Optical Illusions Explained

Anoushka Sharp

First, we explain visual processing. Then, we explore optical illusions.

Visual Processing – how do we see images when all we get is light? See the image below to find out!

There are over 150 million neurons involved in visual processing. Neurons near the retina send signals based on simple patterns (e.g. plain colours/stripes/spots), and neurons further behind send signals if they received signals from neurons in front. Therefore, the ‘behind’ neurons see combinations of simple patterns otherwise known as whole images (e.g. cats/tomatoes/people/words/cubes). Each ‘behind’ neuron is connected to a unique combination of ‘in-front’ neurons.

Optical illusions make our brains get simultaneous signals from neurons that represent different images. Seeing two possible images while looking at one thing is very strange for our brains. There are three types of optical illusion that I would like to show you.

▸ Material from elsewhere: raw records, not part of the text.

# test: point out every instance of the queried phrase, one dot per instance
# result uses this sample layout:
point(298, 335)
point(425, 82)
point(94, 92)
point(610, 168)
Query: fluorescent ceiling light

Type 1 Optical illusions: ambiguous objects

Focus on the grey, transparent cube. Try and make yourself alternate between seeing cubes in the orientation of the green and blue cubes while you focus on the grey cube. Each time you alternate, you are activating a different visual processing pathway – there’s one pathway for each possible orientation of the grey transparent cube.

There are many more exciting ambiguous objects to search for on the internet, for example pictures that could be both young and old people, or ducks that could also be rabbits!

Type 2 Optical illusions: three-dimensional contradictions

In these illusions, we are seeing 3D images that could not exist in real life. Why? Because when we see certain patterns drawn on 2D paper, we assume that they represent 3D things – as opposed to just being random lines on a piece of paper. This is probably something that we have learned to do from looking at lots of photographs of 3D objects on 2D paper!

Do you think that you could create your own three-dimensional contradictions? Start by drawing three-dimensional shapes on a piece of paper and then join them together in a way that is impossible in 3D, but can be done on paper. Here’s what I came up with.

It was fun, you should try.

Type 3 Optical illusions: those that move

People don’t always see them moving, and I didn’t draw the one below, but to many of us it looks as if it is spinning.

But why is it spinning? There are three parts to this answer.

Part 1: how do we watch things move?

Our eyes see lots of still images in very quick succession. It’s similar to how video cameras create videos by taking continuous photos really quickly and showing them to you one at a time – again, really quickly.

Part 2: what are saccades?

They are mega-fast tiny vibrations that our eyes do continuously when we are awake and occasionally when we are asleep. Saccades mean that light from each point of an image will continuously hit different parts of the retina – and therefore get sensed by different neurons. But why are saccades useful?

If a neuron is exposed to the same stimulus – e.g. a ray of light – for a long time, the neuron gets bored and starts ignoring the stimulus. In science-language, ‘the neuron becomes desensitised’. Saccades stop neurons getting desensitised.

Part 3: so why is it spinning?

When you look at any still image, you see very-slightly-different images over time because the light is processed by slightly different neurons due to saccades. If you are watching a video, you see very-slightly-different images over time because stuff on the screen is moving. If the spinning illusion above was actually a video of a wheel spinning, the successive very-slightly-different images that your brain’s ‘video-camera’ would generate are remarkably similar to the successive very-slightly-different images that your brain sees as a result of your eyes carrying out saccade vibrations. Your brain assumes that the images are due to your internal ‘video-camera’ and not your saccades.

“and now my head is spinning”

and it’s also the end of this article. Thank you for reading! I hope that you are looking forward to making your own three-dimensional contradictions once your head has stopped spinning.